Un retour en force grâce aux jachères fleuries
Le bleuet sauvage est une plante annuelle thérophyte (qui passe la mauvaise saison sous forme de graines), pollinisée par les insectes. La dissémination de la semence s’effectue par le vent, l’eau, les animaux et l’homme.
On utilise couramment des races de bleuets horticoles dans les « jachères fleuries ». Les cultivars sélectionnés développent une inflorescence plus dense mais stérile et ne présente pas d’intérêt pour les insectes pollinisateurs. En revanche, certains semenciers spécialisés (Nova Flore par exemple) proposent des mélanges floraux d’espèces sauvages, ce qui permet de reconstituer les populations de bleuets dans les régions où la plante s’est raréfiée.
Centaurea montana est également cultivée dans les jardins mais cette espèce se distingue par sa végétation vivace, de longues feuilles décurrentes, un capitule plus gros, des fleurs centrales violettes et l’aigrette du fruit beaucoup plus courte que ce dernier.

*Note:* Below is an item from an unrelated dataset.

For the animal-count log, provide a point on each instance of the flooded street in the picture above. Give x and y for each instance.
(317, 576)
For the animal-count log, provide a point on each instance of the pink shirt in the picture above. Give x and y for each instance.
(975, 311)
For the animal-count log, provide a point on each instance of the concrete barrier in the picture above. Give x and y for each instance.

Des bleuets dans votre jardin
Le bleuet réussit dans les jardins de toutes les régions. Semé au printemps (avril), directement en place, à la volée, il fleurit dans le courant de l’été. Il existe des cultivars à fleurs doubles et de couleurs variées, notamment roses et blancs qui permettent de composer des motifs d’une plus grande densité florale, mais qui ne jouent pas le même rôle écologique.
Offrez au bleuet une terre riche et consistante, argilo-calcaire de préférence et ne le laissez pas manquer d’eau, mais ne détrempez pas le terrain. Après la floraison, laissez les fruits se former afin que la plante essaime naturellement. Vous la retrouverez l’année prochaine dans des endroits inattendus qu’elle aura colonisés.